Bush proposes tax on Wi-Fi, unlicensed spectrum By Jeffrey Silva Feb 6, 2006
WASHINGTON-President Bush, facing a huge budget deficit, today proposed squeezing more money from the nation's airwaves by supporting legislative changes that would allow the Federal Communications Commission to set "user fees" on "un-auctioned" radio spectrum.
The proposal, contained in the president's 2007 budget plan and projected to raise $3.6 billion during the decade, is believed to be aimed at unlicensed frequencies used for Wi-Fi and other applications.
It's unclear whether the "user fee" tax would be paid by equipment vendors or end users.
"Spectrum assignment policy has not kept pace with the changing market. Service providers using different technologies to deliver a similar product can face different spectrum license acquisition costs," the budget stated. "The lack of parity in spectrum assignment creates incentives that can diminish the overall utility of the spectrum."
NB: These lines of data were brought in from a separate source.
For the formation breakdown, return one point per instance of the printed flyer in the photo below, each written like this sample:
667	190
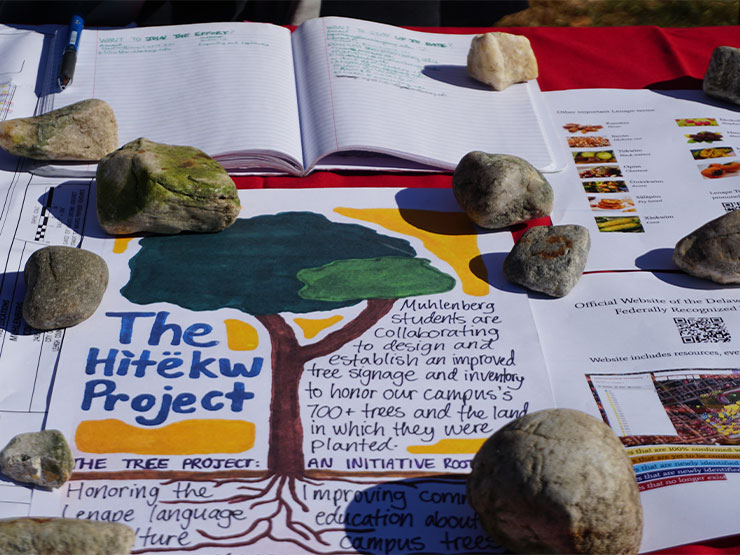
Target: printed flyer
317	378
655	355
648	167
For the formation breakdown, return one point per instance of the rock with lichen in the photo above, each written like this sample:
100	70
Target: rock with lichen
501	59
64	536
549	259
42	458
499	190
557	481
152	187
84	131
64	286
713	250
722	78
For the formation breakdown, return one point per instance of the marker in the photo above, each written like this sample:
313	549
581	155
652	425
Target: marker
69	58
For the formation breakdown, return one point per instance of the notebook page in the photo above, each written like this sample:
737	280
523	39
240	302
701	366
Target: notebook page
221	87
405	93
20	52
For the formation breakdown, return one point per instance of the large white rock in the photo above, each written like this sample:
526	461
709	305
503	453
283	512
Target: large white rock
501	59
557	481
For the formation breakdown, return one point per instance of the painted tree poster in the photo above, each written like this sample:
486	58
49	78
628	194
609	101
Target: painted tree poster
316	378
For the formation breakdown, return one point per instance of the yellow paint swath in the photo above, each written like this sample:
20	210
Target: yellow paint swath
241	336
188	437
449	235
449	447
313	326
120	244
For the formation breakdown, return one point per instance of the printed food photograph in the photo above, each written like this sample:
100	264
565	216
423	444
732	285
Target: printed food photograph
717	170
621	204
605	186
626	224
696	122
579	128
704	137
714	152
588	142
594	157
599	171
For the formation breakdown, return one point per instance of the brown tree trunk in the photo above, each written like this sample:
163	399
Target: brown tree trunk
285	452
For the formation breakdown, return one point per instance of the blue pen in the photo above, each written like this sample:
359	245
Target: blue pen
69	58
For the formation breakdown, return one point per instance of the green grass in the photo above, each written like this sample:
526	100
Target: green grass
605	13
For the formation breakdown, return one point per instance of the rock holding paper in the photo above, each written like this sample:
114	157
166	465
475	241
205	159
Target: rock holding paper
64	286
84	131
722	78
713	250
64	536
498	190
501	59
42	458
557	481
152	187
549	259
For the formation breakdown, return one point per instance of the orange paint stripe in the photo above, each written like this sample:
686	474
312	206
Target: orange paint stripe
188	437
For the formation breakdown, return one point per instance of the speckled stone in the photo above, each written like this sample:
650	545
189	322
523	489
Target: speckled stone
499	190
557	481
549	259
713	250
722	78
42	458
64	536
84	131
64	286
501	59
151	187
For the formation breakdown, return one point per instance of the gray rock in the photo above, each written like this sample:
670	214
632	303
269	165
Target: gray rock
713	250
722	78
557	481
64	536
84	131
42	458
499	190
549	259
501	59
64	286
151	187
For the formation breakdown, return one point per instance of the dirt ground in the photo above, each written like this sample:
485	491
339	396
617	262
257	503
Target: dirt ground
606	13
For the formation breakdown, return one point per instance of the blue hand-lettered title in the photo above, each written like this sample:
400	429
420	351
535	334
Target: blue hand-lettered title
155	408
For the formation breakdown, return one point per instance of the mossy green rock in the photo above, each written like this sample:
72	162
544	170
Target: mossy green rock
42	458
84	131
64	536
152	187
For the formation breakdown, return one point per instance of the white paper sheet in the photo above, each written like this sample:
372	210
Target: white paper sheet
657	356
385	412
651	174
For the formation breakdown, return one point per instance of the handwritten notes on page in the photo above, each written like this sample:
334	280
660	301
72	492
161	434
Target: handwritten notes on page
219	87
19	67
372	87
332	392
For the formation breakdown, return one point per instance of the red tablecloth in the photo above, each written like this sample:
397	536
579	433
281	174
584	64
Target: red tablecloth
577	58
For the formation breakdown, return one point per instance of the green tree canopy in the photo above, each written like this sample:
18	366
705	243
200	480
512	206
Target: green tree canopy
293	261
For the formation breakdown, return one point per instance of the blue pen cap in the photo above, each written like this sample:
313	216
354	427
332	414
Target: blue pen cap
75	30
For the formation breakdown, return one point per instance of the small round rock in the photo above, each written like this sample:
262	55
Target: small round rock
557	481
64	286
499	190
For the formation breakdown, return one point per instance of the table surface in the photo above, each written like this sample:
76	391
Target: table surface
643	57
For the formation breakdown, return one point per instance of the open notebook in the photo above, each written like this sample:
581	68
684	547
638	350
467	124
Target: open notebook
336	94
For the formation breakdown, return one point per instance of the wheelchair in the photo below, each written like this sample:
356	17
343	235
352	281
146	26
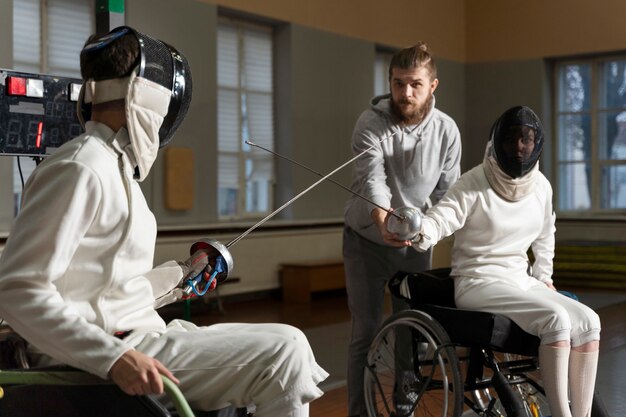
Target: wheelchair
62	391
437	360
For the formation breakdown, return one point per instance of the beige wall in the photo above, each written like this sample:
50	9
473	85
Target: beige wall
395	23
503	30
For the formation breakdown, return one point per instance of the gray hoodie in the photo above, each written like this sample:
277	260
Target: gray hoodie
406	166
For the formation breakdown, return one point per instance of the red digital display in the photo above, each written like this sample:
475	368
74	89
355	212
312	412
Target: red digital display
39	130
16	86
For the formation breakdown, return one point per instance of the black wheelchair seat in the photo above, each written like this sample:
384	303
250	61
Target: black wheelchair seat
433	293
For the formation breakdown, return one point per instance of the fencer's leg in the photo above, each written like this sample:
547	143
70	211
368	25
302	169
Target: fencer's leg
268	365
583	365
553	363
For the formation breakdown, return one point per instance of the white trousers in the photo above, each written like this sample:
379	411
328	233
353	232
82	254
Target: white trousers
536	308
269	365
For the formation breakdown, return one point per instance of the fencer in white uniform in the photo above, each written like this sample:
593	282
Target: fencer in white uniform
76	276
497	211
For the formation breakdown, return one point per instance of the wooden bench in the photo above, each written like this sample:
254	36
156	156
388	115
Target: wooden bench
300	280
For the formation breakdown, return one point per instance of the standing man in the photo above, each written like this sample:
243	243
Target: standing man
414	158
76	276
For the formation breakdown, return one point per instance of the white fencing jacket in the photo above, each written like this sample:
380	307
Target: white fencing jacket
492	235
77	266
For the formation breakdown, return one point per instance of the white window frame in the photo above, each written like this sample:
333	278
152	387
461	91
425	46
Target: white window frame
570	168
381	72
232	148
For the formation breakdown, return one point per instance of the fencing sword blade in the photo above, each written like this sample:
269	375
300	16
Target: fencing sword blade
306	190
388	210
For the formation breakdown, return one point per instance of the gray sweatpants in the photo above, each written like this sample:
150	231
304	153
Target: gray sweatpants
368	267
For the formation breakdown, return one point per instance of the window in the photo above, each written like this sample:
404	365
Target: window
43	44
381	73
245	113
591	135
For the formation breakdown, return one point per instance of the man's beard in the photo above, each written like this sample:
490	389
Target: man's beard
411	117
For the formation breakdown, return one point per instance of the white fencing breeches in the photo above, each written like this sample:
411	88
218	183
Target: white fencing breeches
268	365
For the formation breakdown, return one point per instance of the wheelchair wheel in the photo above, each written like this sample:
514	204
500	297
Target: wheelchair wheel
412	370
525	384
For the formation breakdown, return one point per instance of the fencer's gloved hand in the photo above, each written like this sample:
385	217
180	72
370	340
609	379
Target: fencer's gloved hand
198	263
422	241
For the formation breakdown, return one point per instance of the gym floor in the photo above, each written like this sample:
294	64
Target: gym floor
327	315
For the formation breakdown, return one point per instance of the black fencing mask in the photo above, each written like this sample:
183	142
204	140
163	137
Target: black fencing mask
517	141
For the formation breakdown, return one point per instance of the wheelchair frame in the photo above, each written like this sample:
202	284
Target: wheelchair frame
426	361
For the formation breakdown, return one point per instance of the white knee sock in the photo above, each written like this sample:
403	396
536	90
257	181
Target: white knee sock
553	363
582	378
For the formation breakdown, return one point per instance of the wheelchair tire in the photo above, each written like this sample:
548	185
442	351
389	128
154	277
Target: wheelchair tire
526	386
412	369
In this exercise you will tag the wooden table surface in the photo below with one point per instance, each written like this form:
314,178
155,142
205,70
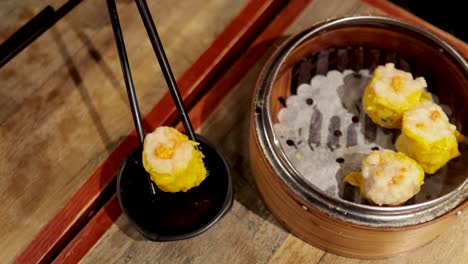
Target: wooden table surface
64,111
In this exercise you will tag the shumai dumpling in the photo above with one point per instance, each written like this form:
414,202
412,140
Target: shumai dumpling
172,160
428,137
387,178
390,93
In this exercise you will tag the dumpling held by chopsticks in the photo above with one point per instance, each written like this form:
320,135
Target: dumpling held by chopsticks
172,160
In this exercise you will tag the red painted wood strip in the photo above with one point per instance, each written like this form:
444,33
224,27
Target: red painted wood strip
398,12
100,223
82,206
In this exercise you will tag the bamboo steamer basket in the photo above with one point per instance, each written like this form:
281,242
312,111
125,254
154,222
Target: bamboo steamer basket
337,225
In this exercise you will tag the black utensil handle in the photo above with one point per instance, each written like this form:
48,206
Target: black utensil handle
126,70
32,30
165,67
25,35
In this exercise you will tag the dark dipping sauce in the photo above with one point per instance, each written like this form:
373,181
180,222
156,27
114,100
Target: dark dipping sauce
172,216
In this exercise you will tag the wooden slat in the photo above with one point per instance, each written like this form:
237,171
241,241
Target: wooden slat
94,230
82,205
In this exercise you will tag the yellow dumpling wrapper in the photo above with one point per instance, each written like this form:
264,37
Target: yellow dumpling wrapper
390,93
387,178
428,137
172,160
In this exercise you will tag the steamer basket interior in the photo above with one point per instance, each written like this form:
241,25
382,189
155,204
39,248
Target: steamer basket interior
359,46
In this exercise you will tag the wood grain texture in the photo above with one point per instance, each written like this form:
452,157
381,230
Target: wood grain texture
191,82
58,128
232,39
229,139
119,244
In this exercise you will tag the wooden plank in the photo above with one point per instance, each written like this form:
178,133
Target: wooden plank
199,113
227,127
64,129
207,67
294,250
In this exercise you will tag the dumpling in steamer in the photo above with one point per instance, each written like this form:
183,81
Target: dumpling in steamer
390,93
172,160
387,178
428,137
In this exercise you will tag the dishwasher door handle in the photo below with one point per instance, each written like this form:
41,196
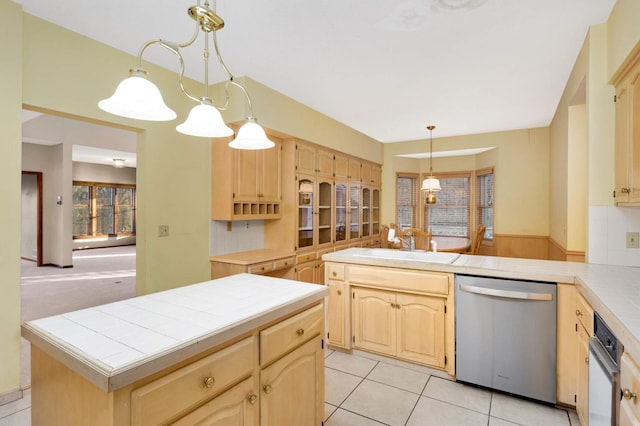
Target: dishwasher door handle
509,294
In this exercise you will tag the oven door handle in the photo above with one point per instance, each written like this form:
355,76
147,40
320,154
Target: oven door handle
509,294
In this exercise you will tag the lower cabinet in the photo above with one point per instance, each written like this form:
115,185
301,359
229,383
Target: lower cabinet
406,326
630,389
292,390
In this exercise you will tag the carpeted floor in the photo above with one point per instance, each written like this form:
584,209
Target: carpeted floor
98,276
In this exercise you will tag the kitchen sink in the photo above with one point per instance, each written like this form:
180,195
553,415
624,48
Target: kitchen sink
415,256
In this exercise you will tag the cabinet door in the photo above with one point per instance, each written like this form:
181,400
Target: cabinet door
421,329
305,272
292,388
354,212
341,213
270,173
324,212
247,172
374,320
336,313
236,407
582,397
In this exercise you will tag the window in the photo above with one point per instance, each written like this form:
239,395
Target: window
103,209
450,214
485,201
407,200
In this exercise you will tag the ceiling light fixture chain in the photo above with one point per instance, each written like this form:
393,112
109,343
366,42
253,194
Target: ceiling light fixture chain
137,97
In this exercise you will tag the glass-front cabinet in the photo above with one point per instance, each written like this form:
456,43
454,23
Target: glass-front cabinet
340,212
306,189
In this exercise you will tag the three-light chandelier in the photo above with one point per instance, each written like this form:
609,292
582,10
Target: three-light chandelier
137,97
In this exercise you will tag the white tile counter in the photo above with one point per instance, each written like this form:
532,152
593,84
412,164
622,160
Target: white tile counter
613,291
116,344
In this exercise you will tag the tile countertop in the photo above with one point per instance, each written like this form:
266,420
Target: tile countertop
613,291
116,344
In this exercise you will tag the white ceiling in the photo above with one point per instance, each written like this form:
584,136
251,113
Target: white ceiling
386,68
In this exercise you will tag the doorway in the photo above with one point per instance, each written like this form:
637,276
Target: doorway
31,225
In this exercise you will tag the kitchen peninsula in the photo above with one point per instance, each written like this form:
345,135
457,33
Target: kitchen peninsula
611,291
237,347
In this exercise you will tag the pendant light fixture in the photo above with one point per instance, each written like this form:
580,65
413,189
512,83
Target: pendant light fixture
431,184
137,97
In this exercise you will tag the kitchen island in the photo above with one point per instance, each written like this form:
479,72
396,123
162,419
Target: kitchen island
380,276
237,347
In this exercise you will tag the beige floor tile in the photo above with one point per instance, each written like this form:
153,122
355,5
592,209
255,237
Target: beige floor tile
380,402
398,377
345,418
351,364
328,410
464,396
494,421
430,412
526,412
338,385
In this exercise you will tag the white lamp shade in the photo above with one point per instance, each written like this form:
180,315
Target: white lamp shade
205,121
431,184
251,136
136,97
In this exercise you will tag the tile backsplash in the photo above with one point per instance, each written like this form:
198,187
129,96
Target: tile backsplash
244,235
608,226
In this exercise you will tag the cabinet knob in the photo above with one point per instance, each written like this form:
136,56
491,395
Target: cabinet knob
628,394
208,382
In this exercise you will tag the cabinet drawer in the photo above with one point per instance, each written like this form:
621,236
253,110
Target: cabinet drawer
421,282
306,257
284,263
630,379
584,312
188,387
335,271
285,336
261,268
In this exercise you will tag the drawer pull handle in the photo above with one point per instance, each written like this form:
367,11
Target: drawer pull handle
628,394
208,382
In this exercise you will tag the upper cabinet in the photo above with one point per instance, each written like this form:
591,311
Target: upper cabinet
246,184
627,151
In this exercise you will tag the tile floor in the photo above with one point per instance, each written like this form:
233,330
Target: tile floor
366,390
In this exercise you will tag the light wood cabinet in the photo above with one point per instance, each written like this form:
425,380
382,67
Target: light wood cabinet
584,328
271,376
630,388
627,146
406,326
246,184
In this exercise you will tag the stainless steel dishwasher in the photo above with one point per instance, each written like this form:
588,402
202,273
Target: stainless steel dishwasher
506,335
Bush's $2.77 trillion spending package proposes $302 million for the FCC in fiscal 2007. Most of the agency's budget would be underwritten by regulatory fees.
Bush again called for the elimination of the Telecommunications Development Fund, describing it as "a poorly performing venture capital enterprise financed by interest earned on spectrum auctions." The TDF was included in the 1996 telecom act, whose ten year anniversary is Wednesday.